For a different soldier, by sheer chance I came across an article that implied that the 18 year old Weardale man I was researching had been charged with manslaughter and was to appear before Durham Assizes. My initial thought here was “were we still transporting convicts to the colonies in the twentieth century, was that why he went to Canada?” - pause for breath and think rationally, no of course not, delve a bit deeper. Then you discover that the minute books of the Assizes for the relevant date were destroyed by a clerk during the Second World War, did he think that they would be of use to the Germans? So you start searching the Northern Echo, trying not to get waylaid by other interesting articles only to find that the judge literally gave him a slap on the wrist, said naughty boy I know you didn’t mean to kill anyone, don’t do it again and sentenced him to two weeks in prison with no hard labour! The village obviously forgave him too as he married a local girl and returned to live there after the war. 

I got stuck on another man as on his enlistment paper he had given his brother’s date of birth, so I ended up with two Josephs born in the same quarter of the same year with both births registered in Lanchester. How to unravel this? I checked other family trees on Ancestry and it looked as though quite a few others had confused the two men, then I came across a name I thought I recognised, put two and two together, and luckily made four. I got in touch with someone I had worked with in a previous life and discovered that her great uncle was the Joseph I wasn’t looking for, so I could rule out all those details and concentrate on the right one.

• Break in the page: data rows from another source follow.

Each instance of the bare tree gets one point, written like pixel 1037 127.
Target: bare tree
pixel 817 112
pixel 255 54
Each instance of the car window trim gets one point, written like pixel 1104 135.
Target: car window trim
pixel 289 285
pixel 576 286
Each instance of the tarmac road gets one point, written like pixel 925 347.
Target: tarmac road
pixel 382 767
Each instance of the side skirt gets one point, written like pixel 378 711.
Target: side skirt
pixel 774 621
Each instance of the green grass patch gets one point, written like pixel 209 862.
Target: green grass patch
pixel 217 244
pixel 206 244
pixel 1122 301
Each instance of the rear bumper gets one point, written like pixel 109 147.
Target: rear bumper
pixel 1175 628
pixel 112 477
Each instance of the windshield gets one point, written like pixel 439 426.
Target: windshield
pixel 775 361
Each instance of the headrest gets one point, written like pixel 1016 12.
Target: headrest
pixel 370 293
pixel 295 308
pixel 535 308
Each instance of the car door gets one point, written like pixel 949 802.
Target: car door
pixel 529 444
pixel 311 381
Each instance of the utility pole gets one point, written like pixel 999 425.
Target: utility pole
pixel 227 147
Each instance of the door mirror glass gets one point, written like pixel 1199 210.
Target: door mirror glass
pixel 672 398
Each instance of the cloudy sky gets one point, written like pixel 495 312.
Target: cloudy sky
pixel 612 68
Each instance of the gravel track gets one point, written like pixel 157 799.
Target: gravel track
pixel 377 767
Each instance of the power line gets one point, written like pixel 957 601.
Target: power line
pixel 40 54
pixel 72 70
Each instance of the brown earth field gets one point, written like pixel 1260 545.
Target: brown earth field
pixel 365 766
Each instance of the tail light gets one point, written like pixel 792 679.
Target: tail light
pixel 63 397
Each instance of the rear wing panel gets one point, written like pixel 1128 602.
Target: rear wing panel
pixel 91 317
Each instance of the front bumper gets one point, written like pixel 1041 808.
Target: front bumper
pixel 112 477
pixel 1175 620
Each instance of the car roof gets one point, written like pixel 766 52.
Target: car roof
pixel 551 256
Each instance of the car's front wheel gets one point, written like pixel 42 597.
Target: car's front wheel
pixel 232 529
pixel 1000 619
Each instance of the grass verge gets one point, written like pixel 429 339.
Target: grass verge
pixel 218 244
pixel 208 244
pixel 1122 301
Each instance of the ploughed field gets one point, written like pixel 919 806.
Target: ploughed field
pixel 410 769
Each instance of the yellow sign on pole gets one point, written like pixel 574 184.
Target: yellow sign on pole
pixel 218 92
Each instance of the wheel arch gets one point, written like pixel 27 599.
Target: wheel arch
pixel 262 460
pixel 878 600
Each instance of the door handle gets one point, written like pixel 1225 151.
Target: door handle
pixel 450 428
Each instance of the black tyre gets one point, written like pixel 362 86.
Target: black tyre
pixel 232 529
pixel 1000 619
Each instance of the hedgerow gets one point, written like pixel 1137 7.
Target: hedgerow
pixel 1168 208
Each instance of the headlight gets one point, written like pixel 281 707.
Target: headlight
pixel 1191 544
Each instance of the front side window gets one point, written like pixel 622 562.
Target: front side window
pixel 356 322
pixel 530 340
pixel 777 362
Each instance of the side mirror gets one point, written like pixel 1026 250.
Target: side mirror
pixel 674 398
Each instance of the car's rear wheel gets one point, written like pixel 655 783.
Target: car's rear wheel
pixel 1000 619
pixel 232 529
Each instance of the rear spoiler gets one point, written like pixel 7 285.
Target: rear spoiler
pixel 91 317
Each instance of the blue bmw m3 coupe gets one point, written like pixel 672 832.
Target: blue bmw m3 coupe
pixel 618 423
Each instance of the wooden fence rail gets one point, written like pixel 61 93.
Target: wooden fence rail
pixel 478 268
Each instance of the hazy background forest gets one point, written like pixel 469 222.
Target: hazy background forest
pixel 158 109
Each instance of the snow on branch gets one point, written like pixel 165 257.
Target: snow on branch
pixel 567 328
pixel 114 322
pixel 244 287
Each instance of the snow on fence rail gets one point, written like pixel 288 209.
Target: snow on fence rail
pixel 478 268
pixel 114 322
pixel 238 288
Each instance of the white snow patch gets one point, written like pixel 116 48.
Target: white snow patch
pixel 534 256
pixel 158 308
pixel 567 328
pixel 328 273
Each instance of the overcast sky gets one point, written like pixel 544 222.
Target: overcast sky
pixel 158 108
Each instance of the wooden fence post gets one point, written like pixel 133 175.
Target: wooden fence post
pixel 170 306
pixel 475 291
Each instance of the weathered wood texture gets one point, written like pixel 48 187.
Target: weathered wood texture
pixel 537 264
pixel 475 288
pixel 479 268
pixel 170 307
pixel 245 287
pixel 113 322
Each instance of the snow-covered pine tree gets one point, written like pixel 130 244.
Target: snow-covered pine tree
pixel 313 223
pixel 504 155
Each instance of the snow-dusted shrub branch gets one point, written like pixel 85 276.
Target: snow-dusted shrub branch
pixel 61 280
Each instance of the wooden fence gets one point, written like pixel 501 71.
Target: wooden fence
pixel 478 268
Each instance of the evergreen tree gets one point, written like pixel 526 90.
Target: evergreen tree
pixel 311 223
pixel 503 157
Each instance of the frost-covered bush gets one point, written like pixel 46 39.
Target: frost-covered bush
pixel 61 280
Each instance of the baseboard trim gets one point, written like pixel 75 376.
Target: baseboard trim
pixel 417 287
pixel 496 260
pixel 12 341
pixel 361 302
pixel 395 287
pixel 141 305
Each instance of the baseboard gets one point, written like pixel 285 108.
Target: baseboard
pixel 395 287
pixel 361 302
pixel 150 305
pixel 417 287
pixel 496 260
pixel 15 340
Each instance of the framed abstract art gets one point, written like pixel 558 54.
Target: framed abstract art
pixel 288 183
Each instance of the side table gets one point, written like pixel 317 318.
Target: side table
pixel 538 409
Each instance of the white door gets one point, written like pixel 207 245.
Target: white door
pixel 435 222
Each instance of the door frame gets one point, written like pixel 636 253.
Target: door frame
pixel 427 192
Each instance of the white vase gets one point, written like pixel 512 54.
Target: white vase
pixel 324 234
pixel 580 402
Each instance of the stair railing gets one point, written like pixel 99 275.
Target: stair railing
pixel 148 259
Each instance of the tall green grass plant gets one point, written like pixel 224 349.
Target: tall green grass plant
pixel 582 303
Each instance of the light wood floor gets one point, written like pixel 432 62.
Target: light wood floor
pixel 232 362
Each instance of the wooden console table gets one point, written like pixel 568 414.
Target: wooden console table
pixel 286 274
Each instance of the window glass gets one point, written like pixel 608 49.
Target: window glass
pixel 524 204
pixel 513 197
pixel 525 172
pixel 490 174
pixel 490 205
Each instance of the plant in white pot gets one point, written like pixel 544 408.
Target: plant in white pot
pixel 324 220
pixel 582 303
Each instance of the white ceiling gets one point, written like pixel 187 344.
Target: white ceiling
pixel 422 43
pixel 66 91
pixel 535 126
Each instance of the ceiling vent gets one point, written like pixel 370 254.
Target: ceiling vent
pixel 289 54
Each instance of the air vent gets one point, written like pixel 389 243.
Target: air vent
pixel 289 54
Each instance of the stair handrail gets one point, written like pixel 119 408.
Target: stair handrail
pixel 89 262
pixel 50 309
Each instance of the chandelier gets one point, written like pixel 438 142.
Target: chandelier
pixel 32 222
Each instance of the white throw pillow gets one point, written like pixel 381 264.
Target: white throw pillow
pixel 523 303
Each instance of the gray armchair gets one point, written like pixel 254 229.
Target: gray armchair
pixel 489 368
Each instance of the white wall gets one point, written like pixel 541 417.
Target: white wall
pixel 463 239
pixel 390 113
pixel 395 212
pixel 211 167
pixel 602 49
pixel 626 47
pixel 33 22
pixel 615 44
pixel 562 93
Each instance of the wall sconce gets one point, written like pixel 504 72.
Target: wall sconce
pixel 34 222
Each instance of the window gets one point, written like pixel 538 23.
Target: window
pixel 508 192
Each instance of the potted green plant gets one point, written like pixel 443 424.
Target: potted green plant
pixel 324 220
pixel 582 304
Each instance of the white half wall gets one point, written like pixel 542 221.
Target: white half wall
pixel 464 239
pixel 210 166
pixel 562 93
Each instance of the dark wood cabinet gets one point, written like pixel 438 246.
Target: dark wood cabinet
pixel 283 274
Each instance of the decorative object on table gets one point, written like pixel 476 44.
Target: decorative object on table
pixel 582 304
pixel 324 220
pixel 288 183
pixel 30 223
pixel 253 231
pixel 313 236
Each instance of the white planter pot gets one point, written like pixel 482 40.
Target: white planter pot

Embroidered postcard of Canadian and British flags, with a maple leaf (D/DLI 7/913/178)
D/DLI 7/913/178 Embroidered postcard of Canadian and British flags, with a maple leaf
There is plenty of material out there but some you have to take with a pinch of salt. I found an article about someone’s great-aunt who happened to be the wife of a man I was researching and it had gone down in family history that she was a survivor of the Titanic. She wasn’t, that is something that has been well documented and is easy to check. It’s a person’s life post war that can be most difficult, as mentioned on previous blogs, and I have decided it is better to ignore what could be “duff gen” as an old boss used to say.

I never dreamt that I would end up reading books on Canadian military history, not my usual choice of reading matter. I usually read historical Regency novels, but even they came to mind when I was looking at a census report for one boy and in the house along with the housekeeper, cook, and nanny was a “monthly nurse”, shades of Georgette Heyer. 

My knowledge of Canadian geography hasn’t improved - you could still show me a map and I wouldn’t be able to name the provinces correctly or put towns in the right place - but I can now at least spell SASKATCHEWAN.